Our newest and youngest writer, Doug DeMuro, incorrectly asserted that the Infiniti G20, a slow-selling compact sedan that lived its life in obscurity, was somehow related to the Nissan Sentra. This is incorrect. Instead, the Infiniti G20 was the Nissan Primiera, a global premium sedan that was too nice to sell as a Nissan. Numerous readers were gleefully quick to correct young DeMuro’s mistake, weilding their superior knowledge with a sanctimonious fervor not seen since my last Generation Why column. Rest assured that DeMuro will have to do penance, in the form of a weekly article series extolling the virtues of General Motors.
To be frank, responsibility rests with myself and no one else.

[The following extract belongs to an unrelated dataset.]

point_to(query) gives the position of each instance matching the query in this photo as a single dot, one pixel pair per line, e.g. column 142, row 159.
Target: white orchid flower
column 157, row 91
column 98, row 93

Not only am I an editor at this site, but I have a particular affinity for the smallest Infinti, one that I remember since my earliest days as a borderline-Aspergers car enthusiast. Despite the G20 rivaling the WNBA in terms of popularity with the American public, I have long harbored thoughts of buying a clapped out P10 and installing an SR20VE motor. Somehow, things like credit card bills got in the way of that plan, and from now on, I have settled for following the MotoIQ G20 race car project.
Now that we’ve established that the Euro-transplant G20 was not the same thing as a Sentra, DeMuro’s whole premise is shot. The Acura ILX, which shares its underpinings with the Civic, is no longer a valid comparison. Good thing Acura still sells the TSX which is, you guessed it, a fairly slow-selling, modestly-performing sedan brought over from Europe and Japan (where it served as the global Accord) to help fill out the lower end of Acura’s lineup.
By now, you should all be familiar with the TSX’s technical dossier, since it’s been on sale long enough without undergoing any changes. I know this because the TSX launch in 2008 was the first press event I ever attended, and an eye-opening look into a career that allowed me to wear sneakers and an untucked shirt to a five-star restaurant. My assignment was to review the TSX for a men’s lifestyle magazine, and while I enjoyed the car quite a bit, I had no idea what I was talking about.
Having had the chance to get back behind the wheel four years later, I’m glad to see that my initial positivity was justified. The TSX is hardly the most powerful car in its class, with a 2.4L 4-cylinder making just 201 horsepower and 172 lb-ft of torque, and at 3415 lbs, it isn’t the lightest either. I would say it’s not the roomiest or has the most spacious trunk either, but I really couldn’t tell you. I was too busy driving the damn thing.
There’s not much out there that is will compel me to get in and simply drive for the sake of it. When I say this, I don’t want to come across as jaded either. It’s simply very difficult to have fun with most of today’s high-performance sports cars without seriously breaking the law, and most mainstream cars are technically precise, but not very much fun to drive.
The TSX, on the other hand, is just underpowered enough to really make you have to work the car hard, while rewarding you with enough tactile feedback to make even the most banal A-B drives entertaining. The 2.4L mill makes the car feel like a proper Honda, and the 6-speed manual gearbox is just superb. Mazda’s 6-speed manual in their Skyactiv cars is widely touted as being the best transverse manual gearbox in the ‘biz. I think this one is better, but people have largely forgotten the TSX exists, allowing Mazda to claim the crown.
Inside, the TSX shows its age with a lack of any touchscreen, a finicky Bluetooth system and a smattering of buttons laid out with little rhyme or reason. I didn’t mind. It’s nice to feel a physical control rather than engaging in an awkward heavy petting session with a touch screen system. All the materials appear to be of a very high quality and the fit and finish is what one would expect from an Acura. It’s a good thing that the TSX’s cabin is such a nice place to spend time, because it ain’t pretty. The Acura “beak” front end makes yet another appearance here, more subdued than on the TL but still all too prominent.
The TSX remains quite popular with buyers around the same age as me, but at $31,150 for the 6-speed manual version, it would have to be my parents buying it for me. As much as I like the idea of an imported-from-Japan-European-sedan with a real manual, no infotainment system and a badge that says “premium-but-not-a-douchebag”, I can think of plenty of choices, both used and new, that I’d blow my meager auto journo salary on before I bought a TSX. But for all of you Internet Tough Guy Product planners, this is the car – nay, the Honda product – you’ve been waiting for.